SVN 4380 Cloud 5419 (on Ubuntu 14.04.3) Fog not consistently tftp booting from location
-
Are you using the location plugin? Tftp enabled is only for locations and it is not truly tftp directing. All that option does is tell the host to get its bzImage and init.xz from its specified location. What plugins do you have and what are their relevant entries?
-
@Tom-Elliott Yes, the location plugin is installed. bzImage and init.xz being pulled from the specified location is exactly something that I desire, so I’m not off my rocker (yet) so far, even if my initial understanding of what Tftp enabled was a bit off!
Each storage nodes referenced by a given location are local to all clients in that location, unfortunately sometimes the client does boot and pulls down bzimage and init (and then the image) from the master server which is not local to that client.
Location plugin is the only one installed, and it lists its location as “…/lib/plugins/location/”
-
@Malos said:
… sometimes … sometimes … sometimes …
Are you able to reproduce under which circumstances clients boot from the right/wrong server? To me this sounds like there are several DHCP servers offering information to the clients. Sometimes they get the “correct” info first but sometimes not.
Are you willing and able to hook a hub in front of one of your clients and capture the traffic using wireshark/tcpdump? I’d be really interested to see the packet dump.
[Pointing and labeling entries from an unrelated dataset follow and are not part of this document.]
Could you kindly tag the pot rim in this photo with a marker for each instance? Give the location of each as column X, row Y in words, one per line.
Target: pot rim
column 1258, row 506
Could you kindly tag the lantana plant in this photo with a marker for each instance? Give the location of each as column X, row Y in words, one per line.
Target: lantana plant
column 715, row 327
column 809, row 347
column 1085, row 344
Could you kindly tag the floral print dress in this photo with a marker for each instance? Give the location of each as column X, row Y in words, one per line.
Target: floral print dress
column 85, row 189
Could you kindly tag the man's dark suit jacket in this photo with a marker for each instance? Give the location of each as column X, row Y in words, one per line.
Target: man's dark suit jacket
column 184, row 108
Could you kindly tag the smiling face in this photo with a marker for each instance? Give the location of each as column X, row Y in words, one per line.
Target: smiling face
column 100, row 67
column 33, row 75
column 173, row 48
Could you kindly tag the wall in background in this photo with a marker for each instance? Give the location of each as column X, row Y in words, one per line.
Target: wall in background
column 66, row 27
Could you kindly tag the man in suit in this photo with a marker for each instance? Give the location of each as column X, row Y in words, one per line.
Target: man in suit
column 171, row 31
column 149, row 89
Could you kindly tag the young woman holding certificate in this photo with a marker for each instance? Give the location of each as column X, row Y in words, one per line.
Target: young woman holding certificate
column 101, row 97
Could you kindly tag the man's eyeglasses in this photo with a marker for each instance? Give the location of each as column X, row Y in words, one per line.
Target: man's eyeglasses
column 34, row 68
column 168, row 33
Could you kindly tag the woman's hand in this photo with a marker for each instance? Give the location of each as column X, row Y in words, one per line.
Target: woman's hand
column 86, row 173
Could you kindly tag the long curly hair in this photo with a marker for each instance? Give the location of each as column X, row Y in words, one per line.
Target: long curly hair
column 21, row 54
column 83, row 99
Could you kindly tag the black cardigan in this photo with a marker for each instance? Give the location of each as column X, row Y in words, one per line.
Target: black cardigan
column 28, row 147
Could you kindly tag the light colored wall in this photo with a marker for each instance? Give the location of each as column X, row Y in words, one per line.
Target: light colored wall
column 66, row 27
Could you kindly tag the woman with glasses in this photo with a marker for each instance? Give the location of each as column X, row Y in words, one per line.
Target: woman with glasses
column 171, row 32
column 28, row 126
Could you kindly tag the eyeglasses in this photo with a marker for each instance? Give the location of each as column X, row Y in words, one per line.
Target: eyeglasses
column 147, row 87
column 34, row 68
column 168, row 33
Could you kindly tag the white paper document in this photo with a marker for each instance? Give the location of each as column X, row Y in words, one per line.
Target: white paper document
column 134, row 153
Hopefully we can figure things out this way. -
Got something concrete that I picked up on finally!
When a host with a pending task boots, it pulls down bzimage and init (and then the image) from the master server, and then if I shut off the host halfway through the task and reboot it, it boots and pulls bzimage and init/image from the correct storage node location, rinse repeat and pulls bzimage and init/image from master, rinse repeat from node etc.
This flipping action happens very consistently once the task has started.
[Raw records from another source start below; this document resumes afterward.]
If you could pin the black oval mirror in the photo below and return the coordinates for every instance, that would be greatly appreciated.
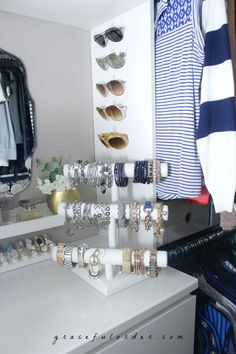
(17, 126)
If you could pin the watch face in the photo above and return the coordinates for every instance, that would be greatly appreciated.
(39, 241)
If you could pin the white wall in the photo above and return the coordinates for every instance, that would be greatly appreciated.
(57, 61)
(138, 97)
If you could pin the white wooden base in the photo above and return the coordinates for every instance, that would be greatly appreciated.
(109, 287)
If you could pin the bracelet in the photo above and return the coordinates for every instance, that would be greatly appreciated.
(141, 172)
(60, 254)
(134, 216)
(77, 215)
(81, 251)
(68, 256)
(159, 233)
(126, 260)
(68, 220)
(148, 218)
(94, 265)
(119, 175)
(153, 269)
(122, 221)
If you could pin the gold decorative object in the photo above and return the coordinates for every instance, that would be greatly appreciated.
(54, 199)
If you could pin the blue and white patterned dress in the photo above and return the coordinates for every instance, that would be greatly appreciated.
(179, 57)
OK! Now, if I power off the host before the bzimage and init pulldown finishes (so, before the screen flashes and clears over to the imaging process itself), booting the host again will pull everything down from the same server just as before. So it’s almost like something gets toggled in the database side of things, perhaps in the task itself right as the image kicks off that might be causing this?
-
@Sebastian-Roth
It looks like whatever is causing the flip is changing the taskNFSMemberID column in the task (in tasks table) to 1 (the master server in my case) or to 3 (the correct location storage node)I would be willing to capture a dump somehow if you feel it would be helpful, but I’m very certain that there are not multiple DHCP servers, as there’s no other noted issues in my environment.
-
@Malos said:
I would be willing to capture a dump somehow if you feel it would be helpful, but I’m very certain that there are not multiple DHCP servers, as there’s no other noted issues in my environment.
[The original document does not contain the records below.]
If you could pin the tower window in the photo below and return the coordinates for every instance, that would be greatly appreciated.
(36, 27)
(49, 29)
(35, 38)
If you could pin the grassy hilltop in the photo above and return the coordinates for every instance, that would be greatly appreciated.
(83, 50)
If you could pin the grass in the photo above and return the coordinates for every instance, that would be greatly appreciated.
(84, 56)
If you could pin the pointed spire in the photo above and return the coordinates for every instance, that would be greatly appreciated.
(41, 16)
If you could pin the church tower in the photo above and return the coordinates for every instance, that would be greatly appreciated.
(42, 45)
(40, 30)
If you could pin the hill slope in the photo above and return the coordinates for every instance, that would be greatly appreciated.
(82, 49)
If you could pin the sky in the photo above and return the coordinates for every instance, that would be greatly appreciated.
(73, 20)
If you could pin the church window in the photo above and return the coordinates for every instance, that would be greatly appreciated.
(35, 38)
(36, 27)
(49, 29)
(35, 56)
https://wiki.fogproject.org/wiki/index.php/Troubleshoot_TFTP
There are steps in there for doing a capture on the fog server.But, since we’re looking at DHCP specifically - you can simply do a capture with Wireshark using any computer that is connected to the same network that you’ll be booting the trouble-host on. The capturing computer will hear all of the broadcast messages on the network and that’s what Sebastian was wanting to look at.
-
@Wayne-Workman Thanks for explaining and pointing this out. We’d actually see all the broadcasts and don’t really need a hub. You are right. But @Malos’s findings sound pretty reasonable (reproduceable) and I think we better have a look down that alley before picking up the big gun.
-
I’ve poked through the code a little and to me it seams like things might go wrong here: lib/reg-task/TaskQueue.class.php
But I don’t know enough about the PHP code and @Tom-Elliott needs to have a look I suppose. -
@Sebastian-Roth I found and fixed the issue last night. Thanks for pointing out but for this particular problem it was related to the change items hook of the location plugin and the location association class. The problem was I was trying to get the storage node from the association which doesn’t maintain the node or group information. The other half of it was the storage group was getting the list of all enabled nodes, not all enabled nodes that are within its group. This should be fully fixed now.
-
@Tom-Elliott Confirmed, tasks are pulling down the boot files and image data from the correct node consistently, and updating nodes pulls from the newly set node as well. Awesome work, thanks!